7 thoughts on “Downtown ‘Pike-Pine renaissance,’ 23rd Ave reinvention — time to cap I-5 and repair E Madison’s grid?

  1. Wow…I was just talking about putting a cap on I-5 with a friend of mine not more than 2 days ago. Sadly, I don’t think it will ever happen. Seattle never wants to pay for large projects (but loves and praises them after they are finished), and this one would be a doozy. And, yes, we haven’t really demonstrated that we can successfully tackle any large-scale infrastructure project in the past few years… sigh. But what a glorious vision for the city.

    Didn’t Portland seriously consider putting a lid on the 405 freeway that runs through NW? What stopped that, or is it still in consideration?

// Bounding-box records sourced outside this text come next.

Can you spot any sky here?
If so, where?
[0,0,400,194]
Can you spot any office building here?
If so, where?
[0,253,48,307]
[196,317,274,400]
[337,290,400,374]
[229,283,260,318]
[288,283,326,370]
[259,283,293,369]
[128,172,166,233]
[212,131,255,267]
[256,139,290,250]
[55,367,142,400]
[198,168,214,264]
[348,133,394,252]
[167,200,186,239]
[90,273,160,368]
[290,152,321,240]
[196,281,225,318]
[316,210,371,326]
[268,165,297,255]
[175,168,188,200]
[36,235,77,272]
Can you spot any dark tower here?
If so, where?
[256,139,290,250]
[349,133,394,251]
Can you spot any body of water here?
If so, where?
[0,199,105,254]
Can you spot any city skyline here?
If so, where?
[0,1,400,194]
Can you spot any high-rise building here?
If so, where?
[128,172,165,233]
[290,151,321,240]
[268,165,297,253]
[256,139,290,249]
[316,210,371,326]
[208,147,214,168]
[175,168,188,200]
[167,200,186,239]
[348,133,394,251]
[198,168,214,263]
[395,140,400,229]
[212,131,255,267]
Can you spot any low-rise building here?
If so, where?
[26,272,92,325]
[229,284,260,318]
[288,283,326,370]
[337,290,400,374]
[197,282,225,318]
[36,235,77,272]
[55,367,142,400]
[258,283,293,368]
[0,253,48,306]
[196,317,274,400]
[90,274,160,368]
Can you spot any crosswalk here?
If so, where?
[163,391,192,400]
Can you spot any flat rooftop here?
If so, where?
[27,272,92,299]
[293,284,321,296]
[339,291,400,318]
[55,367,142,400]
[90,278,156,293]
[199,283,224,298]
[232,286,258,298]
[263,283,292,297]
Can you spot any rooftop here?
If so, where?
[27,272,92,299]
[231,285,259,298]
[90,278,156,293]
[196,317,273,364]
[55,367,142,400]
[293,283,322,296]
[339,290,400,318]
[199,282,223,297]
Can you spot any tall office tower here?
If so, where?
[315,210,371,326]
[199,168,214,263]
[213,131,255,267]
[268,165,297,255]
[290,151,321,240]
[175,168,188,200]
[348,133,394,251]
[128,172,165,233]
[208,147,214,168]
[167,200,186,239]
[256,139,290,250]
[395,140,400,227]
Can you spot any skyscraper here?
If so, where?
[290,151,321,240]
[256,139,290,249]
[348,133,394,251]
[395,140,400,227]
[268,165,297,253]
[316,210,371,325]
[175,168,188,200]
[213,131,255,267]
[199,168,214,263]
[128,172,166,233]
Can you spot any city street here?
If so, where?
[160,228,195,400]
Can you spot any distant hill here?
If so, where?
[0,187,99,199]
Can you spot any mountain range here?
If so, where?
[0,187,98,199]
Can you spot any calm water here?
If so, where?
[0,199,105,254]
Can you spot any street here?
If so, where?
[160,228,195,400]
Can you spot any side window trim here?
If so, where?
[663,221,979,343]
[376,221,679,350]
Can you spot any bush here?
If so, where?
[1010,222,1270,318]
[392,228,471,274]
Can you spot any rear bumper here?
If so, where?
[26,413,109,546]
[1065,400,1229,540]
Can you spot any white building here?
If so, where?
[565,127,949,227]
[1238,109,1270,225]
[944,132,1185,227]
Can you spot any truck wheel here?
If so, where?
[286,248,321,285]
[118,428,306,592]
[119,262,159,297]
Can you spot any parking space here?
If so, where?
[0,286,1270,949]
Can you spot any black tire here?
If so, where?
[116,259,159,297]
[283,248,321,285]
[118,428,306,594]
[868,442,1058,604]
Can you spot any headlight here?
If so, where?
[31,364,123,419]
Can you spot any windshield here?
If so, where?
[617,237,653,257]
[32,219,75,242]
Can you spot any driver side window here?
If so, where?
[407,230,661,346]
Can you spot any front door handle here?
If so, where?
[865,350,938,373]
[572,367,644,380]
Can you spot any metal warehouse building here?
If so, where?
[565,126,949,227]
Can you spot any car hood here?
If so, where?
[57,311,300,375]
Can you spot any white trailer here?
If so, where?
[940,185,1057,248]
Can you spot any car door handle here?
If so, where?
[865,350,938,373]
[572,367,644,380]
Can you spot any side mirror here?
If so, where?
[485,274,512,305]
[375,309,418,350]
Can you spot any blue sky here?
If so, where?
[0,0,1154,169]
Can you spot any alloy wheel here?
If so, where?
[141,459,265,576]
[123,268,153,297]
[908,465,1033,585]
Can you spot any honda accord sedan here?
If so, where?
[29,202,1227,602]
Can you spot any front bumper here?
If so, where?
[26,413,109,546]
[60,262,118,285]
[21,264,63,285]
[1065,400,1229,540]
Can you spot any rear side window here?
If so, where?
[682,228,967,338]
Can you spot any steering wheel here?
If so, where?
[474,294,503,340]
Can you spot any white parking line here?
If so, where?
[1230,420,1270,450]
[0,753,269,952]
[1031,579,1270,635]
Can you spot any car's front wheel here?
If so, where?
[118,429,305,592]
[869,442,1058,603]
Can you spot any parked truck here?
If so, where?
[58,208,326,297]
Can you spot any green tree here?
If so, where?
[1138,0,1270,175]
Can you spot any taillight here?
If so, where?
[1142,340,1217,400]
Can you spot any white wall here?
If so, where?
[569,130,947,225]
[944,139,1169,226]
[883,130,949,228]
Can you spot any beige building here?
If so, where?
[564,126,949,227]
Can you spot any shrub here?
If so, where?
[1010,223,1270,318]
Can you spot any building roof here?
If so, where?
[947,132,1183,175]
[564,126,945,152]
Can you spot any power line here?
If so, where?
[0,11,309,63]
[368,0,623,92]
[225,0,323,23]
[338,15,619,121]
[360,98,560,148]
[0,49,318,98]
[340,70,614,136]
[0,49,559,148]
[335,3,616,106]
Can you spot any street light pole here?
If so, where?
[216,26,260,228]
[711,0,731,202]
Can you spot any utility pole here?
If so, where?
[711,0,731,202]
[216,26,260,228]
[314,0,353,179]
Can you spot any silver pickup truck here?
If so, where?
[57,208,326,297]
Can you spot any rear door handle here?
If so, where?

  2. While the I-5 lid idea is neat, aren’t lids unable to support full buildings? Isn’t that why they only build parks on top of them? I think the only way a building’s foundation can rest atop a highway is if it’s physically constructed on the highway. A concrete shelf isn’t going to hold a skyscraper.

    There are builds that appear to stand over highways, but their foundations are usually off the highway, with parts overhanging the highway like a big patio.

    • It’s feasible. The city of Sydney did it over a large railroad track yard in 2002 (as one example) – it’s called Federation Square [http://en.wikipedia.org/wiki/Federation_Square]. I doubt the buildings proposed in this extremely poor Photoshop attempt are possible, but lighter weight structures would be.

      By the way, “The Northwest Urbanist” (I won’t even comment on this title…) sure looks like a 3rd year Architecture student from his website. He even states his blog is “purely for the author’s enjoyment,” and his arguments proposed are no justification for attempting such a massive project. Take the I-5 capping portion of this article with a thick grain of salt.

      • In fact he’s a planning student and states so. That doesn’t mean he’s without good ideas. As someone who walks James and Madison streets frequently, this sounds brilliant to me. Way off in the future, though.

  3. I was happy to read that converting the northern section to 3 lanes is simply being put on the backburner due to other conflicting construction projects, and not being dismissed outright. I really think the road diet should be applied to 23rd/24th all the way to Montlake. But certainly at least to Aloha, before it heads downhill. Hopefully this can happen in the future.

  4. I love the I-5 Lid Idea, however reconnecting the street drid north of denny would probably prove a bridge to far (pardon the pun) the elevation differential between melrose and eastlake is pretty consequential, and eastlake to yale is a doozy too. But why not just cover with green space and pedestrian/cycle paths? It would cut down on the noise a bit, but, ever hang out at freeway park?